Where there is more than one property forming part of an individual’s estate, the executors will have discretion over which property will apply to the RNRB. However the individual must have lived in the property at some point for the RNRB to be applicable.
A property that was never considered “a main residence” such as a buy-to-let property would not qualify for RNRB.
Although the RNRB will provide a safety net for most people with IHT liabilities on their estate, there are some exceptions.
If the main residence that forms part of the estate is not left to their children or a lineal descendant the RNRB will not apply. This would include if the property is placed into trust, as the residence would not from part of the estate.
If the main residence was sold and the individual moved into a care home but the proceeds were not inherited by direct descendants, the RNRB would not be applicable.
There are special terms applied to estates with values of £2,000,000 or over.
Should an estate reach this value after the deduction of liabilities but before reliefs and exemptions, the RNRB will start to be withdrawn at a rate of £1 for every £2 over the threshold. Due to this an individual with an estate of £2.35 million and a couple of an estate of £2.7 million would not be able to benefit from the RNRB at all.
The RNRB can be transferred between married couples and civil partners in the event of death.
This will only apply where the second spouse or civil partner should pass on or after the 6th April 2017, irrespective of when the first spouse or civil partner passed away.
Personal Representatives of the deceased will need to make a claim to HMRC to enable the transfer of any unused proportion of RNRB.
There are certain exemptions available, which allow you to make tax free gifts. In this section you'll find out more about the different exemptions and how they work.
Under the Annual Exemption, you can give away up to £3,000 in gifts each tax year, without any tax liability.

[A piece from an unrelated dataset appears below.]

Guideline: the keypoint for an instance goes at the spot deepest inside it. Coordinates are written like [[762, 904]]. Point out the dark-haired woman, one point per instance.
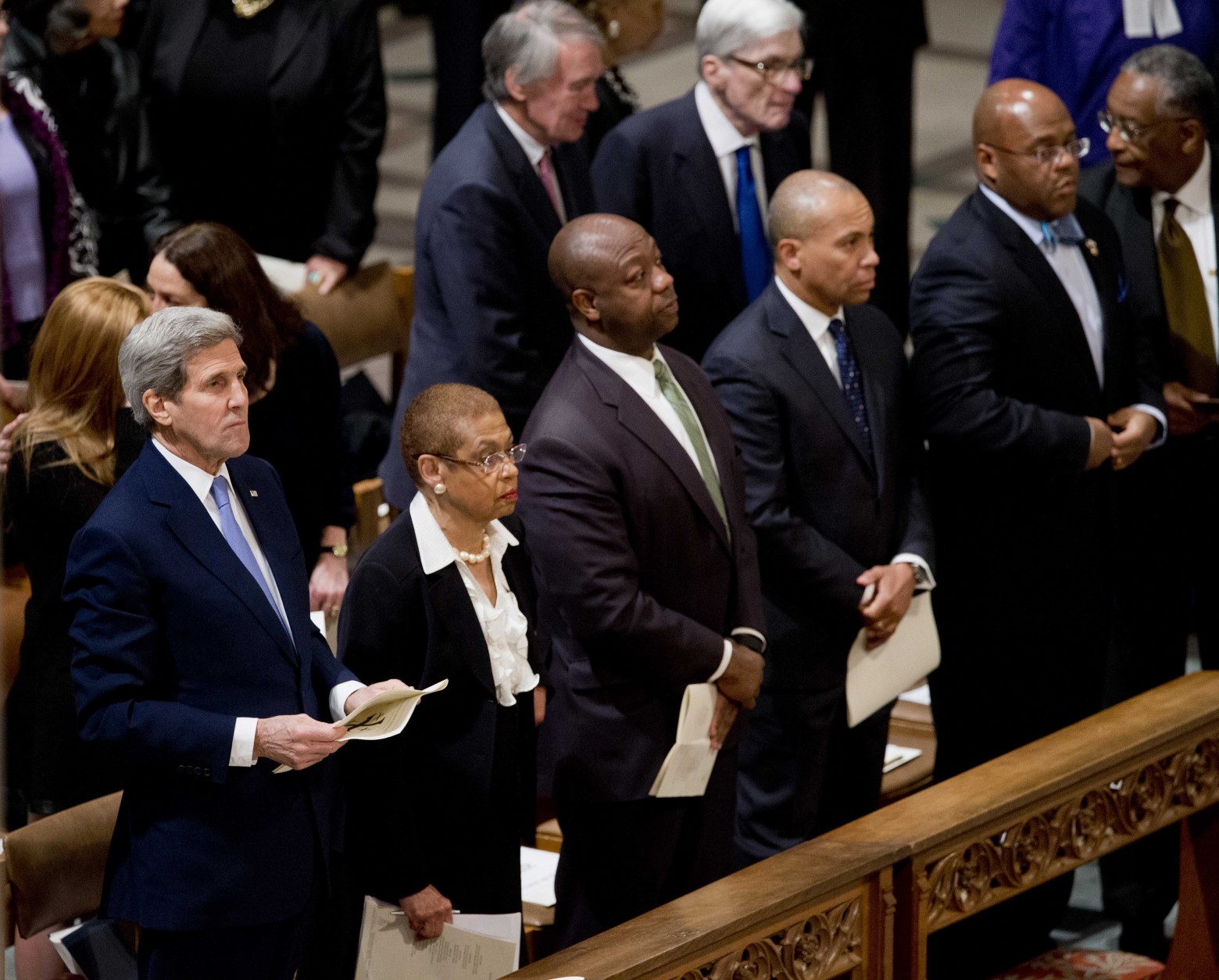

This means that a Married Couple or those living in a Civil Partnership can give away up to £6000 in gifts between them.
Other exemptions include:
- Wedding or civil ceremony gifts of up to £1,000 per person (£2,500 for a grandchild or great-grandchild, £5,000 for a child).
- Normal gifts out of your income for birthdays and Christmas (providing you can still maintain your standard of living after making those gifts).
- Payments to help with another person’s living costs (an elderly relative or child under 18) and
- Gifts to charities and political parties.
You can use more than one of these exemptions on the same person - for example, you could give your grandchild gifts for her birthday and wedding in the same tax year.
You can give as many gifts as you like (up to £250 per person), providing you haven’t used another exemption on the same person.
Potentially Exempt Transfers (PETs) are larger gifts that may be exempt from IHT, providing you survive for 7 years after making the transfer.
If you die within 7 years, the transfer will be treated as a gift and IHT becomes payable on a sliding scale, depending on how long survived:
- If you survive less than 3 years, IHT is paid at 40%
- If you survive 3 to 4 years, IHT is paid at 32%
- If you survive 4 to 5 years, IHT is paid at 24%
- If you survive 5 to 6 years, IHT is paid at 16%
- If you survive 6 to 7 years, IHT is paid at 8%
After 7 years, any gifts or PET's you made are not counted towards the value of your estate.